OPERA lovers in the Cotswolds are now able to buy tickets for the Longborough Festival Opera 2019 season, which runs from June 5 to August 3, and includes Mozart’s Don Giovanni, Donizetti’s Anna Bolena, Cavalli’s La Calisto, and the first production in Longborough’s new Ring cycle, Wagner’s Das Rheingold.

Based near Stow-on-the-Wold, Longborough Festival Opera’s auditorium seats just 500 people, enabling the audience to experience the drama and emotion on the stage on an almost personal level.

This year will mark Polly Graham’s second year in the post of artistic director.

Season highlights include the launch of the Ring cycle with a brand new production of Wagner’s Das Rheingold.

The entire cycle will be conducted by Longborough music director and eminent Wagnerian Anthony Negus, and brought to life by Royal Opera House head staff director Amy Lane.

After Das Rheingold, they will stage brand new productions of Die Walküre (June 2020); Siegfried (June 2021) and Götterdämmerung (June 2022), culminating in the full cycle of Der Ring des Nibelungen (June 2023).

Another highlight this year will be the return of conductor Jeremy Silver and director Jenny Miller, following their 2018 production of L'incoronazione di Poppea, for an exhilarating bel canto masterpiece, Donizetti's tragic Anna Bolena.
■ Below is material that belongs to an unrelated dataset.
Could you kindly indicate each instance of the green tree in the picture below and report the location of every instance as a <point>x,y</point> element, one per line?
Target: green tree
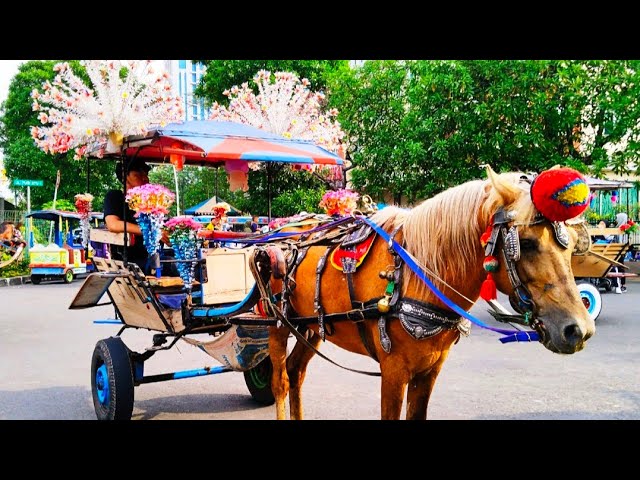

Longborough will also present a new production of Mozart’s Don Giovanni, with conductor Thomas Blunt and director Martin Constantine. Sung in the English translation by Olivier award-winning librettist Amanda Holden, this bold production explores how society can be complicit in the exploitation and abuse committed by those taking advantage of positions of power.

The Festival also showcases a Young Artist production each season, offering world-class performance opportunities to artists at the beginning of their careers. For 2019, conductor Lesley Anne Sammons and director Mathilde Lopez bring to life Francesco Cavalli’s rarely-performed La Calisto.

This new orchestration by Lesley Anne is rescored for recorders, accordion, clarinet, double bass and percussion.

Martin and Lizzie Graham started promoting opera in the grounds of their home in 1991 as Banks Fee Opera. They are still very much involved in the day-to-day running of the Festival, which now takes places in a purpose-built Opera House.

Martin and Lizzie's daughter, the acclaimed opera director Polly Graham, was appointed as artistic director in 2018.